“History is the sum total of things that could have been avoided”. These words of Konrad Adenauer, a founding father of the European Union, are especially pertinent today. For the last four years the European Union has been wrangling over the definition of endocrine disruptors, thereby blocking the application of long-standing European legislation on these chemicals, including the Pesticides (Plant Protection Product) and Biocides regulations, designed to limit their health and environmental impacts. However, as early as 2002 the World Health Organization (WHO) proposed a definition of endocrine disruptors. Here we call on the EU's Environment, Health and Agriculture Ministers and on the Health Commissioner to heed the scientific community not to attempt bending scientific definitions for political or economic purposes. In practice this implies to abandon the derogation that would not allow pesticides and biocides developed in order to affect target organisms via their endocrine systems to be recognized as endocrine disruptors.
Managing health and environmental problems relies on two distinct steps: identifying the problem (the scientific stage) and then managing it (the political stage). The political stage has been decided by the European Parliament and the Council in the Pesticides and Biocides Regulations, which stipulate that endocrine-disrupting substances should not be authorized, and the current discussions only concern scientific criteria identifying endocrine disruptors.

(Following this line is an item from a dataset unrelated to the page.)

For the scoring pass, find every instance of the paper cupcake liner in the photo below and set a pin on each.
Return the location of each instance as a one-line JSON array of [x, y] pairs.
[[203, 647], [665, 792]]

The text for the identification of endocrine disruptors currently debated contains a clause failing to recognize as endocrine disruptors biocides or pesticides that have been specifically developed to act by disrupting the endocrine system of target species, even if they also affect a non-target species by the same mechanism. If this text were to be accepted, the EU would have to apply a senseless definition of endocrine disruptors, whereby substances invented as endocrine disruptors would be excluded from the endocrine disruptor definition!

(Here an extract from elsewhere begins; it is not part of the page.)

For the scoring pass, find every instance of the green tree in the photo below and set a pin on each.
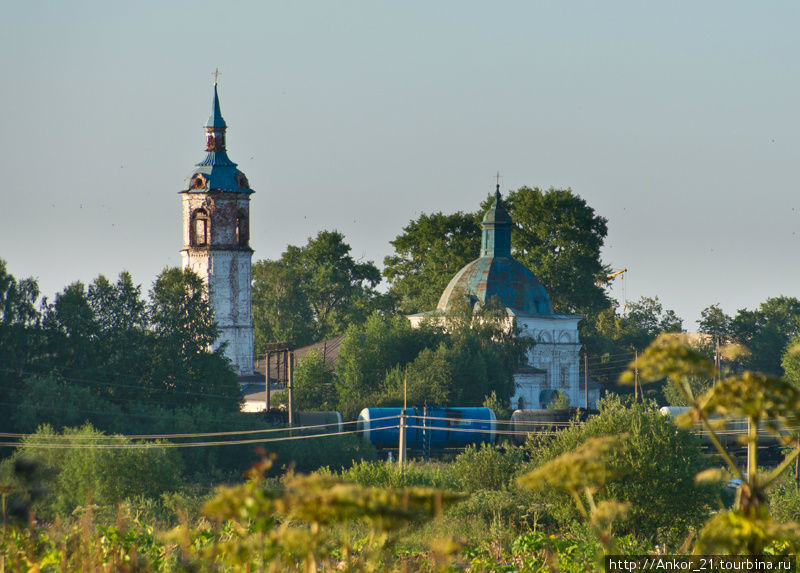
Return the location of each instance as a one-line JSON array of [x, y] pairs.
[[766, 331], [281, 311], [715, 322], [79, 471], [313, 384], [183, 369], [72, 330], [652, 468], [313, 292], [123, 343], [615, 336], [428, 253], [21, 340], [368, 352]]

The principle of restricting the definition of EDs to "accidental" endocrine disruptors and ignoring endocrine disruptors “by design” is in direct contradiction with the internationally accepted definition of endocrine disruptors given by the World Health Organization in 2002. Given the high degree of conservation of the endocrine system across species, substances altering the endocrine system of an insect species targeted by a pesticide could also affect the endocrine system of beneficial species of insects, such as bees or other pollinating insects. It is unreasonable to make the assumption that chemicals designed to interfere with hormones in one species will not have widespread and unintended effects.

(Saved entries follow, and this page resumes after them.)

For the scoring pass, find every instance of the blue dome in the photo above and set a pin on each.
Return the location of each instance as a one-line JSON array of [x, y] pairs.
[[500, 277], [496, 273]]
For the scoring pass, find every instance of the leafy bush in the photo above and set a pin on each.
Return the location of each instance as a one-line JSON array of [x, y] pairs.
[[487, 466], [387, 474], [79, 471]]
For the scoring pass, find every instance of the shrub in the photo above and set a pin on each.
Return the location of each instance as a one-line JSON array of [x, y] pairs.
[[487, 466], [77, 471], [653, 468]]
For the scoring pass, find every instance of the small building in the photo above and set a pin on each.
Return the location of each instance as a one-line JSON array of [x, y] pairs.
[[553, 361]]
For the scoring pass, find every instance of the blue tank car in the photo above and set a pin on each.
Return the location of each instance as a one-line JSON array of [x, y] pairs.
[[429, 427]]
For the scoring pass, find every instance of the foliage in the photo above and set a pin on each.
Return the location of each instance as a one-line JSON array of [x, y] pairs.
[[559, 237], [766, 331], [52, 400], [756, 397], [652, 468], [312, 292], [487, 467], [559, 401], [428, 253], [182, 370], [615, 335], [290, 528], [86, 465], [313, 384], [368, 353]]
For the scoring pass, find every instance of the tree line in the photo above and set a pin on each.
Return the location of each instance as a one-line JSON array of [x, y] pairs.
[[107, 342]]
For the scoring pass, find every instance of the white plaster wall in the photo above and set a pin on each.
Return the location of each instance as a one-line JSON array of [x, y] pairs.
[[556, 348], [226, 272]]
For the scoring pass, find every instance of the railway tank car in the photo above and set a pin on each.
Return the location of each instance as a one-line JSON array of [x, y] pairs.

If decision-makers believe that certain pesticides or biocides should be maintained, including those acting on the endocrine system of insects or rodents, then derogations could be granted after they are identified as endocrine disruptors. If they believe that certain endocrine-disrupting pesticides should be authorized to avoid losses in market share by companies producing them, then we encourage them to do so only once all economic and societal impacts of such a decision, including those on health and the environment, have been considered. However, creating a definition with purposefully designed "loop-holes" that would avoid clear identification of a number of endocrine disruptors would represent a manipulation of the science and abolish the boundaries between identification of health problems and their management.
Thanks to the effort of the Member States and those of the European Parliament, Europe has taken on the role of international leadership in terms of protecting human health and the environment from endocrine disruptors. This leadership must not be based on a scientifically unfounded definition. We therefore urge you to ensure that science prevails in this preliminary, but essential, step of identifying endocrine disruptors and to defer to the risk management stage those exceptions which might be required. In practice, this means abandoning the derogation that would not allow pesticides developed in order to affect target organisms via their endocrine systems to be recognized as endocrine disruptors using evidence based on phylogenetically-related species.
First signatories:
Rémy Slama (Environmental Epidemiologist, Inserm, France), Barbara Demeneix (Endocrinologist, Museum National d’Histoire Naturelle, France), Jean-Pierre Bourguignon (Pediatric Endocrinologist, Belgium), Andreas Kortenkamp (Toxicologist, Brunel University, UK), Andrea Lenzi (President of the Italian Society of Endocrinology, Sapienza University of Rome, Italy), Giancarlo Panzica (Neuro-endocrinologist, University of Turin, Italy), R. Thomas Zoeller (Endocrinologist, Amherst University, USA), Leonardo Trasande (Environmental Epidemiologist, New-York University, USA), Russ Hauser (Environmental and reproductive epidemiologist, Harvard University, USA), Richard Ivell (Endocrinologist, Nottingham University, UK), Ezio Ghigo (Past president of the Italian Society of Endocrinology, University of Turin, Italy), Martine Vrijheid (Environmental Epidemiologist, ISGlobal, Spain), Cécile Chevrier (Environmental Epidemiologist, Inserm, France), Merete Eggesbø (Environmental Epidemiologist, NIPH, Norway), Joseph Braun (Environmental epidemiologist, Brown University, USA), Ana Soto (Endocrinologist, Tufts University, USA), Carlos Sonnenschein (Tufts University, USA).